Puede decirse que el nudo “filosófico” de la película reside en una pregunta, que se aproxima a ésta: ¿qué es lo que uno -alguien, cualquiera-, en este caso el ángel Damiel (Bruno Ganz, el Hitler de “La caída”), está dispuesto a hacer, digamos, para darle sentido a su existencia?, ¿a qué renunciaríamos?, ¿qué es lo que daríamos a cambio? Damiel, como sabrán algunos, renuncia a las maravillas etéreas de su condición de ángel, a su inmortalidad, y “desciende” a ser un (sólo) humano. Lo hace por amor, claro, pero antes y más por hartazgo y aburrimiento. Las tomas aéreas, que representan la mirada de los ángeles, ingresan a los departamentos de una Berlín de posguerra. Allí las personas meditan y piensan. Allí éstos los escuchan. Los adultos no los ven. Los niños, sí. Damiel y Cassiel (Otto Sander) observan y escuchan a los humanos en todo lo bello y mínimo, en la evidente insignificancia que sin embargo les resulta deliciosa, como quien observa a un pequeño, conmovedor en su fragilidad. En un convertible, en la biblioteca (la Nacional de Berlín), en el tren, los ángeles discuten sobre su propia condición. “A veces me cansa mi existencia espiritual (...) me gustaría sentir un peso en mí”, dice Damiel.
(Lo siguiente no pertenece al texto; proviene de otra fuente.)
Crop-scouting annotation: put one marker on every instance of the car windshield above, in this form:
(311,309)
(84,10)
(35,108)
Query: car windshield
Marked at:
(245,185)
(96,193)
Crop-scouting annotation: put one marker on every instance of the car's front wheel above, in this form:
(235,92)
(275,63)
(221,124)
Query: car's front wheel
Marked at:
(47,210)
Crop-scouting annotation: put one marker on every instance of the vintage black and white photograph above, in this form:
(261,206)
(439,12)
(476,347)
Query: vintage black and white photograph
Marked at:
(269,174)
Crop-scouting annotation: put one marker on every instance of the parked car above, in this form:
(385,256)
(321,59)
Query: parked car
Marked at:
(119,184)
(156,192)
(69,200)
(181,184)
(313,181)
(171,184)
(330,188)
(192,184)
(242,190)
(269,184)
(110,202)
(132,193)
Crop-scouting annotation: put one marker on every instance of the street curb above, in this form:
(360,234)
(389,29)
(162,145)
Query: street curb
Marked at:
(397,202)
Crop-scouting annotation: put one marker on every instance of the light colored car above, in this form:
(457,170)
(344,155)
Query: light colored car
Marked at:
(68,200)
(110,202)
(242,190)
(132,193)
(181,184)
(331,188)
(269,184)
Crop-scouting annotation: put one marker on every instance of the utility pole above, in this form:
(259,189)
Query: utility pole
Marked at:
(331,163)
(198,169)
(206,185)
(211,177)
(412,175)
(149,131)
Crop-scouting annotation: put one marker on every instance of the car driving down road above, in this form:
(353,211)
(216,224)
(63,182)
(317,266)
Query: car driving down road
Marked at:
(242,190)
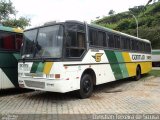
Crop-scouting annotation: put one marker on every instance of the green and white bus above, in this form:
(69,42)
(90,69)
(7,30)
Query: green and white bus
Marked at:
(156,58)
(71,55)
(10,43)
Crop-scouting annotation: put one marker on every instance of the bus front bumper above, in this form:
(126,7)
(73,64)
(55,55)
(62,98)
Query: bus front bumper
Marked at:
(60,85)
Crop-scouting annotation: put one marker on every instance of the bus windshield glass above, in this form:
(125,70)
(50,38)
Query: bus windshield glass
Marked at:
(43,43)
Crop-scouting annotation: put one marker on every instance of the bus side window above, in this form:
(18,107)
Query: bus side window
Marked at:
(111,42)
(93,37)
(102,39)
(75,41)
(117,41)
(18,42)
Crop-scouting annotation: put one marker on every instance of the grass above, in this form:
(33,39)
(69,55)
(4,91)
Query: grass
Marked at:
(155,73)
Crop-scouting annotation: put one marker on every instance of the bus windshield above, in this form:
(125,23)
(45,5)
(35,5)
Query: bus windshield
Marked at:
(43,43)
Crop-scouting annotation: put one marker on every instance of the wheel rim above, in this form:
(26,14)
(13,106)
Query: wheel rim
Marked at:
(86,86)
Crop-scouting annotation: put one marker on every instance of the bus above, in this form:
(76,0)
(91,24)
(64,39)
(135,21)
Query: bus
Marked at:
(75,56)
(10,43)
(156,57)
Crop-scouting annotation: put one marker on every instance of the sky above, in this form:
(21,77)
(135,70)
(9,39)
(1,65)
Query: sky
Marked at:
(41,11)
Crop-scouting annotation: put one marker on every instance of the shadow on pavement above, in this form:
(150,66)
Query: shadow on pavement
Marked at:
(13,91)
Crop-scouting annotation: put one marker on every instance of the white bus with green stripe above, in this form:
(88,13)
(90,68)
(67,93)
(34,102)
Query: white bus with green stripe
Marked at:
(74,56)
(156,57)
(10,43)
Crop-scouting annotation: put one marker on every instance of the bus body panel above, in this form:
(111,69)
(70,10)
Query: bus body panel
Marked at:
(156,58)
(10,42)
(107,65)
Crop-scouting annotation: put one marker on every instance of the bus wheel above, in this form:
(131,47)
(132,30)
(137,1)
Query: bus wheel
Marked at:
(138,73)
(86,86)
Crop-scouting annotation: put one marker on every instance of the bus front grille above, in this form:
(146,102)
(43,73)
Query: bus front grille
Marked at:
(34,84)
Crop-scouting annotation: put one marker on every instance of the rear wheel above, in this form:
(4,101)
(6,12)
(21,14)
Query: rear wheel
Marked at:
(138,73)
(86,86)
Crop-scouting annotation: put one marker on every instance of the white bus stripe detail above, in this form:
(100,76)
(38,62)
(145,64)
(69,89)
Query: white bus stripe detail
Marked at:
(5,82)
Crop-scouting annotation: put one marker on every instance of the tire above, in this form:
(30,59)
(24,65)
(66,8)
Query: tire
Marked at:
(138,73)
(86,86)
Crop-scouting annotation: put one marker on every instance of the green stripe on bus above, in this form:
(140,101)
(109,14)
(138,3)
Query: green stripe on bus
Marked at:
(40,67)
(8,64)
(122,65)
(34,67)
(114,64)
(155,52)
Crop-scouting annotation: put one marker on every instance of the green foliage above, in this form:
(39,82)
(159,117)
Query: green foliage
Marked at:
(148,21)
(6,10)
(111,12)
(21,22)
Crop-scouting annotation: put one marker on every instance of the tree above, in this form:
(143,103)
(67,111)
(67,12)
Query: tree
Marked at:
(6,10)
(111,12)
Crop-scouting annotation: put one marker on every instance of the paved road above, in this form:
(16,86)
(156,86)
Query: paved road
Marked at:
(124,96)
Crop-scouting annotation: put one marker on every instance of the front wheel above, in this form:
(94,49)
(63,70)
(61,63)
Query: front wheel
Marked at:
(86,86)
(138,73)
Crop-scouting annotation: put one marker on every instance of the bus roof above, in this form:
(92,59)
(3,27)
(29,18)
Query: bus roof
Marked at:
(120,33)
(10,29)
(95,26)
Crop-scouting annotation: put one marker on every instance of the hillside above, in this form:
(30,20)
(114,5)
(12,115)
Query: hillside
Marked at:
(148,20)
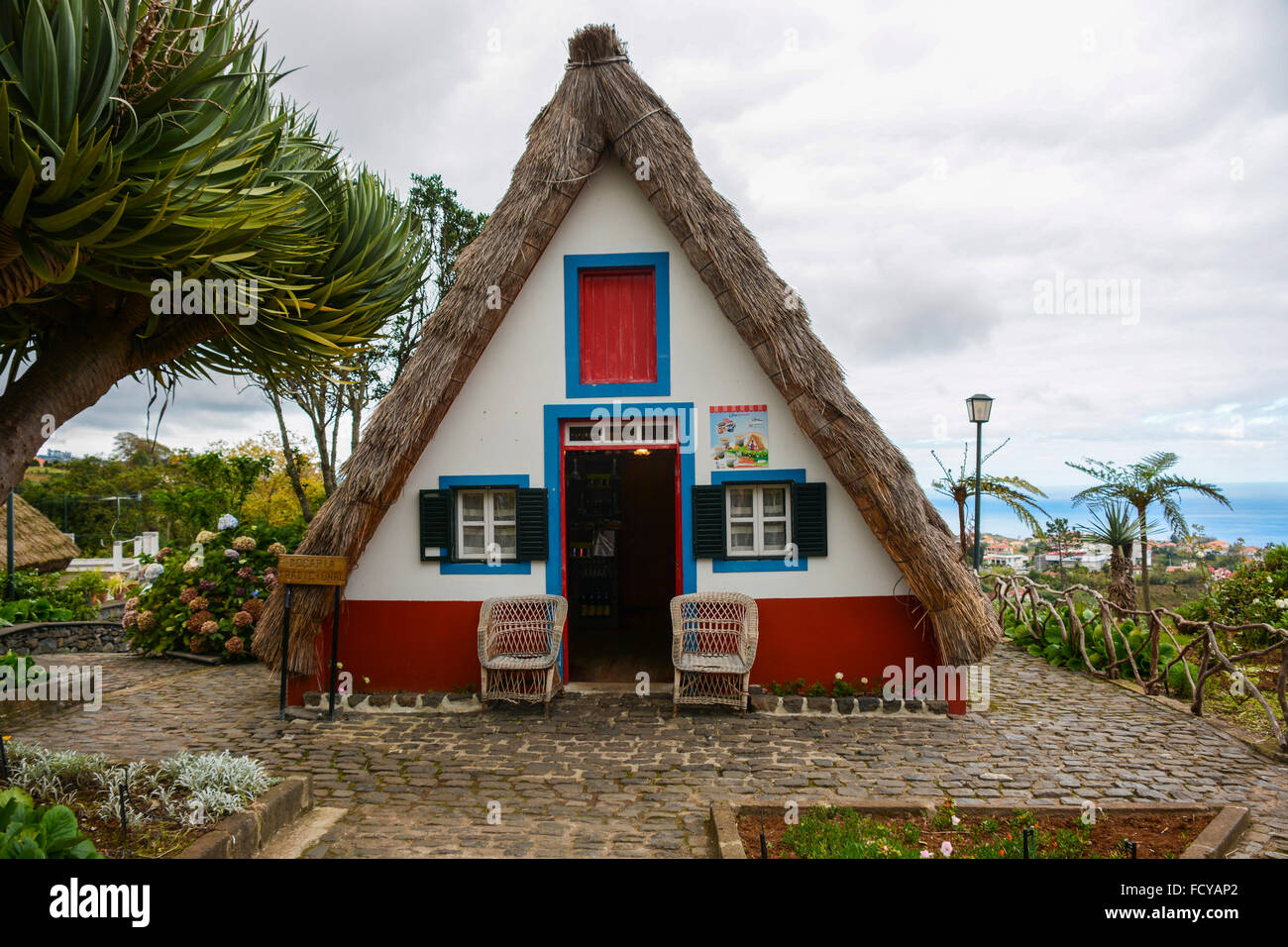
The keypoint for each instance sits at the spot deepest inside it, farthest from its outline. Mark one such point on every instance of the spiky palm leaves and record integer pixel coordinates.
(1018, 493)
(1141, 484)
(143, 140)
(1115, 525)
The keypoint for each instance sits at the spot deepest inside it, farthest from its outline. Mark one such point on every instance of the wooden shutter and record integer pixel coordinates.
(809, 518)
(436, 523)
(617, 320)
(533, 530)
(708, 522)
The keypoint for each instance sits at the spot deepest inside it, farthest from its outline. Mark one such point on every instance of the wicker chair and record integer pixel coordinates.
(713, 639)
(519, 639)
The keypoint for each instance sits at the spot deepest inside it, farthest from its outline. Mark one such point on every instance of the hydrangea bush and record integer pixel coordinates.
(207, 598)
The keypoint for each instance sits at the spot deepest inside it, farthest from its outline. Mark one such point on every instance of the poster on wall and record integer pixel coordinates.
(739, 436)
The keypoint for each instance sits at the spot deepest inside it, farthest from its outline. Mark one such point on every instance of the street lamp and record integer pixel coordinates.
(979, 407)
Dice: sería bueno poder “excitarse no sólo con la mente, sino, al fin, con una comida, con la línea de un cuello”. En la Berlín pre caída del Muro que ve Wenders casi todo es sepia o gris, menos la perspectiva de los humanos, que se ilumina con colores, en un gesto de cierta candidez para con nuestra condición. Damiel observa todo a su alrededor y recibe especialmente la polifonía de los pensamientos de las personas, que se yuxtaponen como una música. Se diría que envidia la carnadura, el sentido. Dice a su compañero: “Estuve ausente, fuera del mundo, mucho tiempo; déjame entrar aunque sea para sostener una manzana en mi mano”. Es un observador desesperado; quiere la áspera cercanía. Dice: “Mirar no es observar desde arriba, sino estar al mismo nivel”. Ve entonces a Marion (Solveig Dommartin). Recibe el consejo del ángel renunciante Peter Falk (el reconocido Columbo), que celebra a sus anchas el sabor del café y del tabaco. “No puedo verte pero sé que estás aquí”, le dice. Finalmente, Damiel desciende y, una vez humano, va aprendiendo el dinero, el color, el gusto. Halla a Marion, que le dice: “Anoche soñé con un extraño... yo sé que eres tú”.

III

Los grandes renunciamientos abundan en la historia y en las artes. El volumen, o el tamaño, o el peso de lo que deja el renunciante, su magnitud, a veces en una suerte de inmolación o de sacrificio, tiene su punto más alto, claro, en el caso de Cristo. Hoy quisiera obviar la cuestión bíblica y recurrir a la imaginación. En el cuento “Tres versiones de Judas” (1944), Borges escribe: “El Verbo, cuando fue hecho carne, pasó de la ubicuidad al espacio, de la eternidad a la historia, de la dicha sin límites a la mutación y a la carne (...)”. Y luego, arroja la terrible hipótesis: “Dios totalmente se hizo hombre hasta la infamia, hombre hasta la reprobación y el abismo. Para salvarnos, pudo elegir cualquiera de los destinos (...); eligió un ínfimo destino: fue Judas”. La ficción borgeana postula una radical, excesiva, inconcebible posibilidad, para ejemplificar el alcance del sacrificio. El caso del Damiel imaginado por Wenders es, en comparación, pequeño pero poderoso. Volverse hombre como un modo de comprender, de ver, de sentir; como una forma de abandonar las levedades de la intangibilidad y el aburrimiento de la inmortalidad, a cambio de una minúscula porción de tiempo: un tiempo no abstracto e imperceptible, un tiempo físico, que pesa, que se transpira y respira; un tiempo que, como en este caso, pudo acercar en la distancia a un adolescente perplejo y a un adulto que busca la perplejidad; un tiempo que es una condena consciente, ante el cual desfallecemos, que sentimos discurrir morosamente, pero mientras tanto.